“Esim Anambra, anam eche nwannem”, she said stubbornly as she raised one leg after another in determination and what seemed to me like a cover-up for insecurity.

I got interested in her, my concern flowing like a stream in raining season which persists until it reaches it’s destination.  I had first noticed her when I came out of my room to watch the crescent moon outside, the window was seemingly not enough for this and desire was so strong – with the beautiful stars on high, who can resist that urge?  It was about 9.30 p.m. and I thought it unusual to see a girl of maybe sixteen year old lying on a half torn, grey old wrapper, clutching a little dark polythene bag which she used as a pillow.  She was coughing and shivering, for it was one of those cold nights in Nsukka.

The first thing that crossed my mind was – BOKO HARAM!  Have they sent this girl on a suicide bombing?  Was this a trap?  Maybe in a few minutes my hostel and the connecting hostel where NK (my friend) stays will be nothing but a heap of white ash – white because I am sure the population in each hostel outnumbers whatever properties there are in the building, meanwhile our burnt bones will also see to that effect.  My stomach tightened in frustration and fear as I saw in a flash, sweet moments spent with my family and a few people dear to me.  No! it can’t be. MBA!

So, with mixed feelings, I pulled myself together, muttered a silent prayer and walked courageously to the ineptly dressed girl.  Kekwanu? Why are you lying here?  I asked. She at first did not respond but opted to stare me out (this left me in trepidation).  Judith, “biko bia” – two heads are better than one, I hurried to my room to fetch Judith my roommate.  After much effort with the unyielding girl we threatened to report her to the hall porter, it was only then that she agreed to comply, to tell us her mission, who this sister of hers is.

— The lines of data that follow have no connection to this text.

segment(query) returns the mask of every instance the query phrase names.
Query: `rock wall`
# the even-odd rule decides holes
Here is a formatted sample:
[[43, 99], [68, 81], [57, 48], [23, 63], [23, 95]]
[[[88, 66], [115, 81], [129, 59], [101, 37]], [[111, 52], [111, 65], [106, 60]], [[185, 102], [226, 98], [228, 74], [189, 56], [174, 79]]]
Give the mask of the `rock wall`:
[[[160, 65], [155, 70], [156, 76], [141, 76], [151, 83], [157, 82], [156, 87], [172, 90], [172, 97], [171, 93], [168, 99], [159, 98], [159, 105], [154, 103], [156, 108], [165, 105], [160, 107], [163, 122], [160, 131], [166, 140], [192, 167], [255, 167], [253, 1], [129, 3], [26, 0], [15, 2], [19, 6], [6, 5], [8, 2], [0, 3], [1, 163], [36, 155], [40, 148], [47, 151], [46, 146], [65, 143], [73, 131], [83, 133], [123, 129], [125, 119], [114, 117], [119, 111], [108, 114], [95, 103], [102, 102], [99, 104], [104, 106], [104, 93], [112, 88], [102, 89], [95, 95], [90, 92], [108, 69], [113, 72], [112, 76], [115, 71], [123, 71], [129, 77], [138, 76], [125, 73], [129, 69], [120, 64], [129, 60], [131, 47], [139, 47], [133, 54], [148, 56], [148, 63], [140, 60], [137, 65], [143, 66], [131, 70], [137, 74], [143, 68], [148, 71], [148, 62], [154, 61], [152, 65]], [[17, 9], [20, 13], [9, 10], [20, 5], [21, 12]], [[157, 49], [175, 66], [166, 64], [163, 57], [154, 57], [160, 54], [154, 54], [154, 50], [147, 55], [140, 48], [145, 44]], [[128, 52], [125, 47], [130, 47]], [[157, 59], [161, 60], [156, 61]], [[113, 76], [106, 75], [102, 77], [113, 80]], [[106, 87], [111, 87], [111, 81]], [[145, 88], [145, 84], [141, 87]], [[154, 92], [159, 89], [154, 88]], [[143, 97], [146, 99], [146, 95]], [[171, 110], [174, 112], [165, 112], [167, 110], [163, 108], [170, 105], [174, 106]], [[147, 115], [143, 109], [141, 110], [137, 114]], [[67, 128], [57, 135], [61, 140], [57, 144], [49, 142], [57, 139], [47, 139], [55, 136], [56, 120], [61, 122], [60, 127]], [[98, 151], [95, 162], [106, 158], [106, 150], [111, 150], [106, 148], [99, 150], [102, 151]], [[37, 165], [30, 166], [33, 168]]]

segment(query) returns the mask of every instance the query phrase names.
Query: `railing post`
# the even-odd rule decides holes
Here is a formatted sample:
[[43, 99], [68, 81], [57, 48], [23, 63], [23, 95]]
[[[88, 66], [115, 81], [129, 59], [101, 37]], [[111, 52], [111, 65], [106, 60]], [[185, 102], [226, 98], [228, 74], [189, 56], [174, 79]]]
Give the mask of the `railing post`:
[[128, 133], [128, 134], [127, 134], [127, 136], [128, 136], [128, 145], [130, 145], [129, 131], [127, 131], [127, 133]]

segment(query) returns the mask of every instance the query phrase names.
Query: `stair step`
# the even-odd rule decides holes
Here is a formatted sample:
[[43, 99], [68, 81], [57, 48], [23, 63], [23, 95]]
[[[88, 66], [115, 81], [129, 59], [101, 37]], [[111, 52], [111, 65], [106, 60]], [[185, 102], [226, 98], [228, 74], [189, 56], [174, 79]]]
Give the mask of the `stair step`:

In hidden fear, she disclosed her name.  According to her, she came to Nsukka because her cousin schools here, she came because she was tired – “Ike-agwugom”.  She threaded this dangerous path because her mother had left them when they were younger and her five older siblings have all found their way out of their home (escaped).  So, she was left with a heartless father, she never went to school but pounded and hawked “foo-foo”.  When this excuse for a father was upset, he ties her to a chair and hits her mercilessly till she cries for mercy – which will never come.  Left with no option, she decided to follow the footsteps of her older siblings and the truth is – when man begins to seek peace outside his home then danger is really lurking amidst the dark shadows. Hmmmm.

I don’t know if her story could be more real, she could be lying. Yet, there was more to it than I thought and this kept me rooted to the ground.  I watched her, my eyes lingering on every part of her body, just like a man would watch his “intended”.  I secretly admired her stubbornness which unwavered like the lines of masquerade trees standing opposite the vice chancellor’s office, opposing the wind’s enchantment, that spirit which had brought her here – that spirit, created out of tears, childhood bitterness and hope for something better, an undaunted spirit.

Ndi Igbo si n’obu “afu n’anya ekwe”.  I noticed that she had scars all over her dark skin – more like mother Africa and her scars of slavery.  She didn’t really look stunning to me, but I sensed she could have grown better if given a chance.

By now, crowds of students surrounded her, some called her a witch, others thought of it as I previously did, some people tried their best to stay away from “that evil”.

The question is: WHY?  Why does the girl child suffer so?  Perhaps, the ludicrous father had treated the mum the same way, caring very little for his kids.  All the nights she had to put up for his drunken state from local gin (kai-kai), perhaps he smokes too.  May be she could no longer endure – the constant beatings, the very many abortions propelled by his battering, maybe he has sapped her of her strength, maybe she now realizes that the societies “stay with him no matter what, he is your husband and therefore is right – always” will not help her, maybe she found another man who promised her the world and eloped with him.

For the little girl, maybe she will never find the peace she desperately seeks.  Maybe she wil become a prostitute and feel dirty on her first night, maybe she will commit suicide, maybe she will find help, maybe she will become like her father.  Maybe … maybe… just maybe …..

The life of a woman …… filled with “maybes”.